First, I'm sorry that you're suffering with this pain. I hate the fact that you wake up fearing the day because of the pain you're enduring. 

Second, you deserve fair medical treatment, no matter what your size. You deserve fair medical treatment, no matter what your size. You deserve fair medical treatment, no matter what your size. Has it sunk in yet? What that means is that doctors can't berate you for being fat and refuse to treat you. And if they even try? That's a shitty doctor, and you don't want him/her anyway. I can pretty much guarantee that an Emergency Room isn't going to see someone in excrutiating pain and just dismiss it because of weight. They will help you. 

Third, and this is the tough one. You've already said you won't seek treatment. Do you know how maddening that is for people that are trying to help you?? You talk to your friends, you post here - asking "what should I do?". And then flat out say you're not going to get help. What do you expect us to say? Face north and bow three times? Should I even bother to answer this seriously? Okay - what you should do IS SEEK MEDICAL CARE. Based on what you're saying, you could have nerve damage (in addition to other stuff) - that's fucking serious, ya know? You have a child, and you're risking further (and possibly) permanent injury to your back/spine/legs/feet.... and you're being stubborn. Excuse me for saying this, because it's going to sound mean... but who the hell do you think you are? You are responsible to that child. Plus - you deserve to live a life free of daily pain. The way I see it? You have no choice but to take care of yourself, and that means you SEEK MEDICAL CARE.

Okay, four things. Take a deep breath and just please hear this. Your weight could very well be affecting your condition, because being fat puts increased pressure on your joints. That's just how it is, and there's NO shame in it. A reasonable doctor will speak to you about how your size might be impacting your condition. It doesn't mean s/he's a jerk or a fat hater, so don't immediately walk out. You have a fat body - and it needs different things than bodies of other sizes. So what? So you get those different things, just like everyone else does. I have size 10 feet. They're big. I don't feel shame for my big feet, nor do I cringe if someone notices them. I just buy them size 10 shoes and go along with my day. Ya know?

Now the nitty-gritty. I'm not a medical professional, but based on what you're saying, I would seek medical care ASAFP. If your pain level at any given time is a 6 (on a scale of ten) or above, or if you have a sudden loss of range of motion, I would go to the ER.

I hope that helps, and best of luck to you.


----------



## Miss Vickie (Mar 12, 2009)

Ceece, I understand your fear of going to the ER and having it be a waste of time.

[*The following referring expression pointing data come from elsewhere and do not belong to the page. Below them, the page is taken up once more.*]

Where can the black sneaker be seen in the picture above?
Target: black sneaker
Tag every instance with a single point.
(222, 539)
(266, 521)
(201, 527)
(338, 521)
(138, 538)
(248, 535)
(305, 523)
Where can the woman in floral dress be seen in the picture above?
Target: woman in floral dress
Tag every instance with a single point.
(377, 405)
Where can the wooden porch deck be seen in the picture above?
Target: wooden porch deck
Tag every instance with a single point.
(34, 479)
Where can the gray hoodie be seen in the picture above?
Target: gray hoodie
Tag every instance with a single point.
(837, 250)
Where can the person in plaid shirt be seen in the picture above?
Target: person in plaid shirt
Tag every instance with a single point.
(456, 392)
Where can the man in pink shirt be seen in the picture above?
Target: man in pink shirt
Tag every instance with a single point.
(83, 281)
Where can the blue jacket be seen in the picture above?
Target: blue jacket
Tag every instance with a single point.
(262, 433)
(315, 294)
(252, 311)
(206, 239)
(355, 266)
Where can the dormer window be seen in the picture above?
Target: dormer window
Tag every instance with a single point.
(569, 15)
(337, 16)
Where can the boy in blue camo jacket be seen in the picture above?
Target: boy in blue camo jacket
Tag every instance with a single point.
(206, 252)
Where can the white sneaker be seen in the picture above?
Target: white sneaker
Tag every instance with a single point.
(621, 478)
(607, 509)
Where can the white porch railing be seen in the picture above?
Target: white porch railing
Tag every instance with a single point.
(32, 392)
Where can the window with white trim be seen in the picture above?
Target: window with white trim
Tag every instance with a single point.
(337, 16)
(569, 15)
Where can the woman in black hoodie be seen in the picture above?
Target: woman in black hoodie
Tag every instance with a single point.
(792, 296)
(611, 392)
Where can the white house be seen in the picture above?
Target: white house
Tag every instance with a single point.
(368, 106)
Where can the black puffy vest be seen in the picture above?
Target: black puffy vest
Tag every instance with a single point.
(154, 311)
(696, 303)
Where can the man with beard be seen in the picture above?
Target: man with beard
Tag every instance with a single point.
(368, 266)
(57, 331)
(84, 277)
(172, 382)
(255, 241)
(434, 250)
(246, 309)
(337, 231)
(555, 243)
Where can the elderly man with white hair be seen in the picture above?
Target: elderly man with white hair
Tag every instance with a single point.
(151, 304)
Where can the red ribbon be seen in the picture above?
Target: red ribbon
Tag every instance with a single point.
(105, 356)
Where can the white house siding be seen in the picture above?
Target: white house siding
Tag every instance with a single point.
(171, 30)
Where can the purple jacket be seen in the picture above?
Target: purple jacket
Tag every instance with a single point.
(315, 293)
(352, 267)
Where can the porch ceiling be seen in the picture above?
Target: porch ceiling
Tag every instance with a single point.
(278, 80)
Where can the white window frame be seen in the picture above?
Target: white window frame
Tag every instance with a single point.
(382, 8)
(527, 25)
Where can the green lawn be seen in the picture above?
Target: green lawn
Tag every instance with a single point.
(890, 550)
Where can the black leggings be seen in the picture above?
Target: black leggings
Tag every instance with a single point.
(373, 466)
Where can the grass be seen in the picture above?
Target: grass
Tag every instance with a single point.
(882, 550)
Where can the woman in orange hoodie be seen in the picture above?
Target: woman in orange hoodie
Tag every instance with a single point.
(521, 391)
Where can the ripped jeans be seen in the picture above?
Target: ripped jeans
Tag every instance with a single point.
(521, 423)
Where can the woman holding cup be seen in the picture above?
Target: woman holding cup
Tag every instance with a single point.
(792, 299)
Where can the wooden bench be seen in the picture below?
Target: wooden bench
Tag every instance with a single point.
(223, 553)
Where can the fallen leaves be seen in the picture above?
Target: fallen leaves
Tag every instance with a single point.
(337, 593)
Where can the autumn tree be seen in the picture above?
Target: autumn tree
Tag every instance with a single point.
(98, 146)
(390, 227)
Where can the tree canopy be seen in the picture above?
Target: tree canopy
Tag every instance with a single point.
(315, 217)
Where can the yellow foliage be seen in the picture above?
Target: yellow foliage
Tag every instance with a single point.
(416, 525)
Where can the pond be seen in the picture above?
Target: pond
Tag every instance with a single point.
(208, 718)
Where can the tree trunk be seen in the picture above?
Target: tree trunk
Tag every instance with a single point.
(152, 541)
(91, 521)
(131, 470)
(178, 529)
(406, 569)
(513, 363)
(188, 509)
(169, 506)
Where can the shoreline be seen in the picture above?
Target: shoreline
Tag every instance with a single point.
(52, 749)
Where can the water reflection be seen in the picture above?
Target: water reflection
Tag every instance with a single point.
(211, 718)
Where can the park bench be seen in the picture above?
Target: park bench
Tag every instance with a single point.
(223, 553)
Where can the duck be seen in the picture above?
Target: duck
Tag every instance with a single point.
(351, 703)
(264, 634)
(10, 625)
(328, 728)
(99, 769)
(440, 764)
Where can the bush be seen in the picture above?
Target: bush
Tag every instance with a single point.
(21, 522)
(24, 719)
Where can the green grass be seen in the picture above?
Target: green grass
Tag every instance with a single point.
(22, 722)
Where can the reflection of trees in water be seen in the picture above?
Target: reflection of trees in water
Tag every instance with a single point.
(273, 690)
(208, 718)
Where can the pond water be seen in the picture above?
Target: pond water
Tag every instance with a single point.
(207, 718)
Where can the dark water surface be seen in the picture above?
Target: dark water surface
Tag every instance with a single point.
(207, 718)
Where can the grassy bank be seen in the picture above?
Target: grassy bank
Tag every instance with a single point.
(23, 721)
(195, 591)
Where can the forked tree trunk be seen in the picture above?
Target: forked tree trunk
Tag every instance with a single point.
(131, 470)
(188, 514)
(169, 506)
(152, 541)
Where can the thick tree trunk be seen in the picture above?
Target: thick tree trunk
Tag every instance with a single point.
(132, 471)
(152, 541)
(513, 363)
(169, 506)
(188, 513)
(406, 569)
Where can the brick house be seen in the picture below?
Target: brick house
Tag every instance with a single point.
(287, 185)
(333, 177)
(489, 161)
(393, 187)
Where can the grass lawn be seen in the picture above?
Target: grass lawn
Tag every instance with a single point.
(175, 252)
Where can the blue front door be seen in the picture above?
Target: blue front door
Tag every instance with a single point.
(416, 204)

But you see, what you're doing NOW clearly isn't helping so why not give it a try? You're living in pain. So what could you possibly have to lose, since you're already in tremendous pain? Going to the ER means you'll waste, what? A couple hours of your time? For the very real possibility that you'll get some help to get out of pain. It certainly shouldn't give you MORE pain, and very likely you'll feel better. Even if you feel humiliated and are treated like crap (and most people are very nice and will treat you kindly), you will get help.

Ultimately, ER's are not the way to get good long term care. The best way is to find a doctor that you can work with and develop a relationship with them. But at least at the ER you can get some meds and maybe get pointed in the right direction.

For the kind of pain you describe, you need to see a professional. Now, my own preference is chiropractic for problems of the spine. You may choose a different route, like maybe an orthopod. But by seeing no one, you're pretty much guaranteeing that you'll continue to be in pain. Especially if, as you claim, you "don't listen" to your body and continue to aggravate an injury.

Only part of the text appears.